Among many problems with Trump's citizenship executive order (such as its obvious conflict with the constitution) is a practical one: birth certificates, which are currently the primary proof of citizenship for those born in the US, are issued by state and local authorities. These agencies do not (and aren't equipped to) determine or record the immigration status of the parents.

This means that citizenship would no longer be established with a US birth certificate or any other primary document.

In practice, birth certificates would likely be accepted MOST of the time as establishing citizenship, but those listing parents with "foreign sounding" names would be subject to open-ended scrutiny and investigation. And years later, people born here whose parents are dead or unavailable might have no way to definitively prove that they're citizens.
One of the issues is that for birthright citizenship (as opposed to naturalization), one is not "granted" citizenship through a formal process or application, but rather simply has it from the moment of birth. The first time a person born here has to interact with the federal government to prove citizenship might be years later (e.g., applying for a passport), if at all.

@mattblaze I know a couple people who have had problems with that. They're absolutely citizens, but they have to prove it.

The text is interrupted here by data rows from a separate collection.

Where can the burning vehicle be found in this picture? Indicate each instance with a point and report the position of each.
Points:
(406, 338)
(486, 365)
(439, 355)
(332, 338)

One is even harder - they're citizen-by-adoption-as-a-child. Their foreign-citizen father went back home after divorce with adoptive-mother-that-granted-citizenship. Adoptive mother doesn't want anything to do with them anymore, not even provide basic documentation needed for State Dept to acknowledge their citizenship.

@mattblaze Social Security Numbers are issued at birth, so potentially this could morph into the SSN department needing to know parents SSN numbers to handle the verification. Which would remove the state responsibility for the process.
@mattblaze just checked how and when registration laws were implemented in Germany, where we mainly have that "German is who is descendant of Germans" citizenship.. At the time of the empire, past 1871, there were only some regional laws, which have been unified and implemented for all of Germany in .. 1938

@mattblaze

Something like this occurred in the UK for post-war Caribbean immigrants and their descendants (the "Windrush scandal"). Decades later, the Conservatives introduced retrospective requirements for documentation to prove the right to stay. Something like three documents for every year, continuously since arrival. Many were deported or lost social security because they didn't have documents they were never told and couldn't know they would need. It was (and still is) disgusting.

@mattblaze it's going to be such a huge mess.

Does it apply only to people born after the order or retrospectively? If so, how many generations do you need to go back to prove citizenship? Are locals with generations of assumed citizenship less able to prove their citizenship now than some immigrant who's father has a certificate of naturalisation?

I guess that's the point. It'll only be used to wield chaos on those with the wrong name or skin colour.

@phenidone The order says it applies to people born 30 days after it was signed, FWIW.
@mattblaze ah ok. Slightly less insane and mendacious than I expected they would try.
@mattblaze …which unfortunately is probably the whole point.
@mattblaze that sounds like part of the plan!
@mattblaze Sounds like it could generate another 20 year saga of "Birth Real ID" legislation and compliance debate
@mattblaze Or those with brown skin. Or those whose politics don't align with the administration's. . .

@mattblaze Yes. To inherit my late wife's postal savings account here in Japan, I had to trace her extended family history back to the birth of her father. The full record is a dozen pages long, spanning three major changes to the law and the form of records. Everything was delivered by her home town city hall in response to a single request.

US recording systems are ad hoc and messy by comparison, minimum-passing-effort rather than best-in-class.

@mattblaze

ayup. Completely breaks the system.

@mattblaze that sounds like that's their goal.
@mattblaze There's precedent for this kind of chaos. Thousands of US citizens born in South Texas (including a family member of mine) have been denied passports (or passport renewals) in recent years because of incredibly broad assertions of document fraud by midwives in the 1950s and 1960s, assertions that are very difficult to challenge. https://www.texasstandard.org/stories/thousands-of-u-s-citizens-in-south-texas-have-been-denied-passports/
Thousands Of U.S. Citizens In South Texas Have Been Denied Passports

The State Departments cites charges that some midwives produced fraudulent U.S. birth certificates as far back at the 1960s as the reason for denying passports to many who were born along the Texas-Mexico border.

Texas Standard

@mattblaze

I imagine there must be tons of federal laws, rules and regulations around birth certificates as identification. This must have all sorts of crazy impacts that seem like they could only be handled properly by doing this at the congressional level and rewriting this piece by piece.

A lot of the first administrations changes fall apart during court challenges based on rules and administrative issues. Is this a viable path of attack?